Chris looked hurt. "I thought that's what
you wanted, Michael."
"To kill a cop? No way! Leave that to
Billy's crowd. I'm not stupid. Those sons of bitches stick together. God! They
fry people in this state for less. Come on. Let's get the hell out of here
before all hell breaks loose."
He grabbed her hand and dragged her higher
into the hills, beyond the shield of trees into the rugged soil beyond, weeds
and dull grass and jutting teeth of stone. They could have been on the surface
of the moon.
Mike stopped.
"What's the matter now?" Chris
asked, still annoyed at his scolding, refusing to understand the fury with
which cops reacted.
"We're going the wrong way."
The great white letters spelling out Hollywood
loomed above them like some new generation Stonehenge.

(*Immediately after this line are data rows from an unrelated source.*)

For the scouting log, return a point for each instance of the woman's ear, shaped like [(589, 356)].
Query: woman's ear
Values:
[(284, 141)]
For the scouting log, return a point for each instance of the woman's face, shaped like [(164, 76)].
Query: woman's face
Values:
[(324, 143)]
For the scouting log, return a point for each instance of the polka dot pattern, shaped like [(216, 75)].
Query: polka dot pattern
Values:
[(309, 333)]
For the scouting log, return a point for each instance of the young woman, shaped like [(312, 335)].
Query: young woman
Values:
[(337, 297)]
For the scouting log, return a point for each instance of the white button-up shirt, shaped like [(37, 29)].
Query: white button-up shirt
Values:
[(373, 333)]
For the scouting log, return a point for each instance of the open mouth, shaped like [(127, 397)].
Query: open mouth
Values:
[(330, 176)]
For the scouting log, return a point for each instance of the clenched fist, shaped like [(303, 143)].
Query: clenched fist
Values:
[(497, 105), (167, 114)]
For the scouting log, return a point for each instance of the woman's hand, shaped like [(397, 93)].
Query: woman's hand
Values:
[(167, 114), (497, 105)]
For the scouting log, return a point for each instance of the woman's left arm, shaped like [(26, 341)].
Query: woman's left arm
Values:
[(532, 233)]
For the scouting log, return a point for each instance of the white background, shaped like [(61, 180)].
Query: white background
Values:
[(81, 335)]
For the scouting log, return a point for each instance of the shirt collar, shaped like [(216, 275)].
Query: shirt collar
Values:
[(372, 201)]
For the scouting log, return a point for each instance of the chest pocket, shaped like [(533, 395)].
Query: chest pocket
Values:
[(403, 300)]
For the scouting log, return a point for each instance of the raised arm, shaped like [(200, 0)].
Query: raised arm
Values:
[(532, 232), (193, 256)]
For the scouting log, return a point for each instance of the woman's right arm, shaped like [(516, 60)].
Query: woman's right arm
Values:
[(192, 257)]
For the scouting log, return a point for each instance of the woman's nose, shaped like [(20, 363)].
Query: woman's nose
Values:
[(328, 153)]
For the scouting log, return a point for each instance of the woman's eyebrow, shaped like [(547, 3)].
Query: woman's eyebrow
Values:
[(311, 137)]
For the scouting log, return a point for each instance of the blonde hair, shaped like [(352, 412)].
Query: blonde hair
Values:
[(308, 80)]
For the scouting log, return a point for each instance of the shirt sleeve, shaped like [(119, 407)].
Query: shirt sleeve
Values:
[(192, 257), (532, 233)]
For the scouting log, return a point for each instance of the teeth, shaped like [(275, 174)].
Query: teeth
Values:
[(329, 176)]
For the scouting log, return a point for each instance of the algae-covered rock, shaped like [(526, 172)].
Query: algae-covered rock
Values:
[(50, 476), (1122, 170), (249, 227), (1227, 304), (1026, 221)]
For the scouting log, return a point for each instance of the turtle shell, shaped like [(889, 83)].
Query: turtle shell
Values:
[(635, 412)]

"There's nothing up this way but
rock," he said. "We've got to get back down into the city and get
ourselves lost." There would be helicopters and dogs, and hundreds of
enraged uniformed men, beating the bush. "We have to go down."
"Fine," Chris said. "Lead
on."
Already sirens wailed the distance. Mike angled
southwest, back into the trees. The land formed a V before them, Vermont Canyon
yawned with the road winding along its rim. The red splash of approaching
police lights light up the road from Los Feliz like a false dawn. City and
county cops most likely, answering the call of fallen comrades.
Mike felt sick to his stomach.
"We have to cross the road," he
said, squinting to see the curved top of the planetarium on the west ridge.
"Otherwise, they'll cut us off."
"Then get on with it," Chris
growled, her dark face shimmering red with the sweat and lights, her eyes hard
the way they had been years earlier in Tucson.
Even here, the ground had become a scraggly
moonscape, opening up into sudden holes or drops as they descended. By the time
they reached the road, Mike's legs and ankles bled. He spat out the dust, but
it infected his lungs and eyes. He glanced to the left and saw evidence of the
battle scene farther down the road, now blistered with slashes of light and
whispering radios.
"I say we skip the climb and stick to the
road," Chris said, staring up the other side of the gully. "It comes
around the planetarium, too-- and we won't kill ourselves getting there."
"But we might wind up in a jail
cell," Mike mumbled, though felt no more like climbing than Chris did.
"All right. But let's be quick about it. God only knows what we're going
to do once we get there."
"We'll climb down into valley, of
course," Chris said, taking him by the arm in a burst of energy.